Under the arrangement, non-EU citizens are given the permit in return for investing at least 250,000 euros ($275,520) in Greek real estate but reports have emerged that some of China’s wealthy are scooping up properties on the cheap with prices depressed by a 9 ½-year-long austerity crisis and turning them into short-term rentals under platforms such as Airbnb, getting even richer off their investment, driving up rents and driving out residents from neighborhoods.

Greece is not the only European country to operate such a scheme.

It’s not just the Chinese, but Russians and others with money to flaunt are buying in: the number of residence permits issued to non-EU citizens is up by 46 percent in 2018, the report on the program said, with about 5,300 issued since it began in 2013, some 3400 to Chinese buyers.

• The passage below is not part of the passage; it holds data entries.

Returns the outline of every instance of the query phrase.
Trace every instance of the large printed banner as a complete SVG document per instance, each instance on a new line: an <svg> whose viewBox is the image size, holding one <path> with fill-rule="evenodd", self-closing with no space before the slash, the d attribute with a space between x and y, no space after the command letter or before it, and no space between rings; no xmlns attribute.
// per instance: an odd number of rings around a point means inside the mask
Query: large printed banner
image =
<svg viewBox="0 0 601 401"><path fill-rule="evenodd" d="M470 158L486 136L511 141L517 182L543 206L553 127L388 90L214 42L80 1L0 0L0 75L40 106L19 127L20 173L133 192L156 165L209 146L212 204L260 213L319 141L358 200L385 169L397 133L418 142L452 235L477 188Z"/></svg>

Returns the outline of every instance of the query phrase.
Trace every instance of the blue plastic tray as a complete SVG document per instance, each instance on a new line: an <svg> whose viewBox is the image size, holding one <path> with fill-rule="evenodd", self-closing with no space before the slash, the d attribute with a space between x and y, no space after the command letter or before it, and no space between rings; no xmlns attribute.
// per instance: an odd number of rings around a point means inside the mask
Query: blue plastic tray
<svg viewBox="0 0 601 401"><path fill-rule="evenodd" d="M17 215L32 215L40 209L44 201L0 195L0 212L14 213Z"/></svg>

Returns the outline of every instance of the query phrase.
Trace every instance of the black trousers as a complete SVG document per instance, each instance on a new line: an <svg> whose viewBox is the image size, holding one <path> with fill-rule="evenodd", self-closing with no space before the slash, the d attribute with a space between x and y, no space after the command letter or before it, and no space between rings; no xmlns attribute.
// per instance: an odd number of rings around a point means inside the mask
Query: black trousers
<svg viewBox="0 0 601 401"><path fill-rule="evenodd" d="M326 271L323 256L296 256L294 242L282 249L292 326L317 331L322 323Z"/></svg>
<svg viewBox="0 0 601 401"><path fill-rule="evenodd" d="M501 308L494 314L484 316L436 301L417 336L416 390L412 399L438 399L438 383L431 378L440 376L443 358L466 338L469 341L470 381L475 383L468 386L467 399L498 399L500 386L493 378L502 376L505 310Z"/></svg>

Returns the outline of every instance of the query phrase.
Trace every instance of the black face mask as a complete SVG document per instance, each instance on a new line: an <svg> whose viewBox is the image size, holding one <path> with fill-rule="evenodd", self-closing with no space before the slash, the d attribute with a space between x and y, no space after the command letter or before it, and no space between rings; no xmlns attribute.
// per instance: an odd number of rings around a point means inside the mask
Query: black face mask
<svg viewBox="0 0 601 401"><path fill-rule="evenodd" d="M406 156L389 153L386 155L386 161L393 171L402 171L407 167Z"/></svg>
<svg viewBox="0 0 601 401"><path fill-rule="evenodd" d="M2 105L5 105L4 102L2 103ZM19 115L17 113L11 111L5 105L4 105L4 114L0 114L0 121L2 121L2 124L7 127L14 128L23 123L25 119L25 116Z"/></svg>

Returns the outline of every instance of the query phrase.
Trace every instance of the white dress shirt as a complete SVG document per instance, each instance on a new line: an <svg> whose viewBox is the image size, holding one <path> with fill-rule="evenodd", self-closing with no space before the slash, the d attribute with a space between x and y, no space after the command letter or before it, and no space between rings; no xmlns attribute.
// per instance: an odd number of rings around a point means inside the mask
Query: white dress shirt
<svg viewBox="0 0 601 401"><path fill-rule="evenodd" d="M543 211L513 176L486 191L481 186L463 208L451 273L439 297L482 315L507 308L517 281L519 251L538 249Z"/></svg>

Chinese businesses are looking at investing in the country too, after Prime Minister and New Democracy leader Kyriakos Mitsotakis went to the Shanghai international expo hunting them and Chinese President Xi Jinping came to Athens, where the two signed 16 deals.

Analysts said the Chinese no longer regard Greece merely as a foot in the door to the EU's free-travel Schengen zone, but actually enjoy life in their new home, a country offering sunshine, seas, islands, world-class food – very different from Chinese who find some of it exotic – and charming.

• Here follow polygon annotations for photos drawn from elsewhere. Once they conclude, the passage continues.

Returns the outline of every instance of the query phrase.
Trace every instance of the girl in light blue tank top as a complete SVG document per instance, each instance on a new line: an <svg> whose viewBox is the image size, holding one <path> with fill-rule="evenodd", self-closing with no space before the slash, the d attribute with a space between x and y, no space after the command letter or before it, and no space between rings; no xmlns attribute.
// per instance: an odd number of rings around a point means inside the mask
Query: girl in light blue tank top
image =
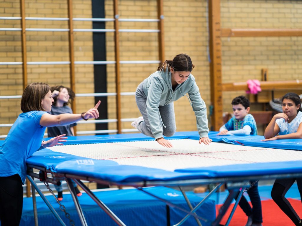
<svg viewBox="0 0 302 226"><path fill-rule="evenodd" d="M302 112L301 100L299 95L289 93L282 98L283 112L273 117L264 132L268 141L282 139L302 139ZM271 190L273 199L296 225L302 225L302 220L285 197L285 194L297 180L302 200L302 178L277 179Z"/></svg>

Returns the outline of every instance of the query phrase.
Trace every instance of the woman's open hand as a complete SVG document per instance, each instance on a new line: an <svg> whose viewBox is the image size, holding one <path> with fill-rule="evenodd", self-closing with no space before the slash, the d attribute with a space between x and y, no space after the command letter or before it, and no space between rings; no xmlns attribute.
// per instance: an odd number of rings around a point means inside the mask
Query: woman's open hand
<svg viewBox="0 0 302 226"><path fill-rule="evenodd" d="M219 136L220 135L226 135L226 133L227 133L229 131L229 130L224 130L220 132L217 133L217 136Z"/></svg>
<svg viewBox="0 0 302 226"><path fill-rule="evenodd" d="M62 134L62 135L53 137L51 139L50 139L47 141L42 142L42 145L45 148L53 147L56 145L63 145L63 144L60 142L66 142L66 139L67 139L67 137L65 137L66 135L66 134Z"/></svg>
<svg viewBox="0 0 302 226"><path fill-rule="evenodd" d="M164 147L165 147L166 148L170 148L173 147L173 146L172 145L172 144L171 143L171 142L168 140L166 140L163 137L159 138L156 140L156 141L158 143L162 145Z"/></svg>
<svg viewBox="0 0 302 226"><path fill-rule="evenodd" d="M85 112L83 115L84 118L87 120L88 118L97 118L99 117L100 115L98 108L100 104L101 101L99 100L93 108L90 108Z"/></svg>

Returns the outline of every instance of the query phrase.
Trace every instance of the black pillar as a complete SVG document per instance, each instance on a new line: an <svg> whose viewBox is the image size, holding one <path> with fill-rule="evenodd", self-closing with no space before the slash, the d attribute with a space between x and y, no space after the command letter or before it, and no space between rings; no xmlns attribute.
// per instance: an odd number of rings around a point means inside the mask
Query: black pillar
<svg viewBox="0 0 302 226"><path fill-rule="evenodd" d="M92 0L93 18L105 18L105 1L104 0ZM104 29L105 22L94 21L92 28L94 29ZM104 32L94 32L93 60L103 61L106 60L106 34ZM95 93L107 93L107 77L106 64L94 65ZM99 119L108 118L107 97L95 97L96 103L99 100L101 102L98 108L100 113ZM95 124L96 130L108 130L108 123L97 123Z"/></svg>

"They like to stay in Athens and the suburbs, forming little Chinatowns. They are buying blocks of flats, where all the owners are Chinese," Anny Avgouli, Migration Policy Manager for a law firm, Dedes, told AFP, the business having a special department for Golden Visas for Chinese buyers.

It’s not overnight though. "When you tell a client that a year might be needed just to submit the is like you are showing him the exit," said Dedes Law Investment Manager Dorina Cobzaru about the protocol. Applications are also being held up because they are processed in the same department that handles the asylum requests of tens of thousands of migrants, who live in tents and hardship, so New Democracy wants to help them – the Chinese and Golden Visa applicants.

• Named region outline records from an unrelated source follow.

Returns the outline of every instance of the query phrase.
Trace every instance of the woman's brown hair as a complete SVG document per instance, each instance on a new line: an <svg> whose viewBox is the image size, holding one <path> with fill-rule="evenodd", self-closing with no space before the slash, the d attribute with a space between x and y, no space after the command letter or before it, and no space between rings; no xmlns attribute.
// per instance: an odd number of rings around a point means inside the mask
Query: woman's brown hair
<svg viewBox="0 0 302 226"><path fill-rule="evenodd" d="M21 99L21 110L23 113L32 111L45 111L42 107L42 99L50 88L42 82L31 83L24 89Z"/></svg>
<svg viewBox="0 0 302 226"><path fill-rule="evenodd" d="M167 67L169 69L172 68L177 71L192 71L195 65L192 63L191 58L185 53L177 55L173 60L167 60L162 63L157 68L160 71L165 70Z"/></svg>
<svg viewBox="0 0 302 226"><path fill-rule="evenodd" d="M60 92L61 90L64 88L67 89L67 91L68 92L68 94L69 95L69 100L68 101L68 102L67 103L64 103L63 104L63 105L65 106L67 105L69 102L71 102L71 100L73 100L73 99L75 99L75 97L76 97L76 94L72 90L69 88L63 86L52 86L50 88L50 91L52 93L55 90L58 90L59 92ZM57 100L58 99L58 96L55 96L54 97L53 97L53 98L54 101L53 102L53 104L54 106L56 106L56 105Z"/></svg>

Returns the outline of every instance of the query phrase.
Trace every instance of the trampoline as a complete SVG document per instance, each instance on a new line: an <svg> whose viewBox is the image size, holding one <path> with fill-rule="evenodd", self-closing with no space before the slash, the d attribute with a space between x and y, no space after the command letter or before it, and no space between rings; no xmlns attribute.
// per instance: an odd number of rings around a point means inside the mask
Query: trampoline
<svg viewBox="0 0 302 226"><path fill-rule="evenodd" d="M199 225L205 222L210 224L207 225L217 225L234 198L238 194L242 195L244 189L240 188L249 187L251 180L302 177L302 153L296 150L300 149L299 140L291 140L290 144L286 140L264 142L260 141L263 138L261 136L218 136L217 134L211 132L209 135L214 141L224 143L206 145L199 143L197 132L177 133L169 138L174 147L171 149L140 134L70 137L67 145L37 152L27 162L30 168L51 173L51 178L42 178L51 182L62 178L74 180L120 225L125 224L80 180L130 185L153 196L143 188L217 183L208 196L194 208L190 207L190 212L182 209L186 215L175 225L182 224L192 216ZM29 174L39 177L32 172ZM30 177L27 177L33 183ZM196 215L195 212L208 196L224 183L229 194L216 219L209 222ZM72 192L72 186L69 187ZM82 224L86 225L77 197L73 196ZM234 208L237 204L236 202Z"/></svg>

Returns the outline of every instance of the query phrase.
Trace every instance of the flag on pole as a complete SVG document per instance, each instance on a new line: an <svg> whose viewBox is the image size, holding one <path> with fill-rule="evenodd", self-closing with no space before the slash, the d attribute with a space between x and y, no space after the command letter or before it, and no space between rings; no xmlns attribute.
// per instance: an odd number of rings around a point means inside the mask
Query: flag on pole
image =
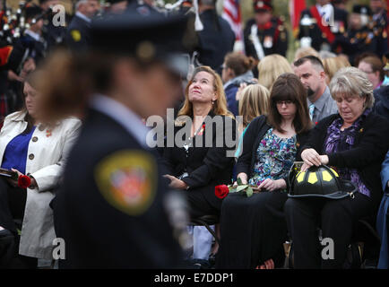
<svg viewBox="0 0 389 287"><path fill-rule="evenodd" d="M289 4L293 34L296 37L298 33L298 24L300 21L301 12L306 9L306 0L290 0Z"/></svg>
<svg viewBox="0 0 389 287"><path fill-rule="evenodd" d="M229 23L229 26L235 33L235 44L237 45L237 43L240 43L238 49L241 50L243 48L240 47L243 45L243 32L239 0L224 0L221 17Z"/></svg>

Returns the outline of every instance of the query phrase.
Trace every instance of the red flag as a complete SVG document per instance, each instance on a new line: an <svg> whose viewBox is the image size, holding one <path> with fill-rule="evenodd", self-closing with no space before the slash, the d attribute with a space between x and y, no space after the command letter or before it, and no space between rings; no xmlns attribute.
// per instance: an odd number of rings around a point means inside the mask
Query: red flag
<svg viewBox="0 0 389 287"><path fill-rule="evenodd" d="M239 0L224 0L221 16L231 26L237 40L242 39L242 17L240 15Z"/></svg>
<svg viewBox="0 0 389 287"><path fill-rule="evenodd" d="M301 12L307 7L306 0L290 0L289 4L290 22L293 28L293 33L296 36L298 31L298 23L300 21Z"/></svg>

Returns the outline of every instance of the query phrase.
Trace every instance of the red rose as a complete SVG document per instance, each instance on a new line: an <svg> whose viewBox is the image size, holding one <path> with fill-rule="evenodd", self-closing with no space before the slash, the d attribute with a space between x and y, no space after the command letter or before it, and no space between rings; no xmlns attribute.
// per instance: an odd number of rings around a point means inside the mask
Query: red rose
<svg viewBox="0 0 389 287"><path fill-rule="evenodd" d="M220 185L215 187L215 196L220 199L226 197L229 193L229 187L226 185Z"/></svg>
<svg viewBox="0 0 389 287"><path fill-rule="evenodd" d="M31 178L28 176L20 176L18 178L18 187L21 188L27 188L31 184Z"/></svg>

And already, a huge backlog has built up.

The government approved a bill October that would allow would-be investors to get around China's strict capital controls so they can use multiple bank terminal transactions to transfer the needed sum equaling $250,000. Greek Development Minister Adonis Georgiadis, who recently visited China, said the Bank of Greece had concluded that, "the use of bank terminals does not violate Greek or European law. If it is violating the Chinese law, this is a matter for China."

While the European Commission warned that Golden Visa programs in some countries, specifically Cyprus, Bulgaria and Malta, could be open to money laundering and criminal activity – Cyprus just yanked 26 – Greece is forging ahead, desperate for cash and investors to try to spur a slow recovery from a crisis that began almost a decade ago.

The Bank of Greece, said AFP, found that the program brought in 469 million euros ($516.88 million) in Chinese capital in 2018 and 443 million euros ($488.22 million) more just in the first half of 2019, with the government holding the door open wide.

Chinese investors have put more than one billion euros ($1.1 billion) in total into Greek property since the program was launched, the data showed.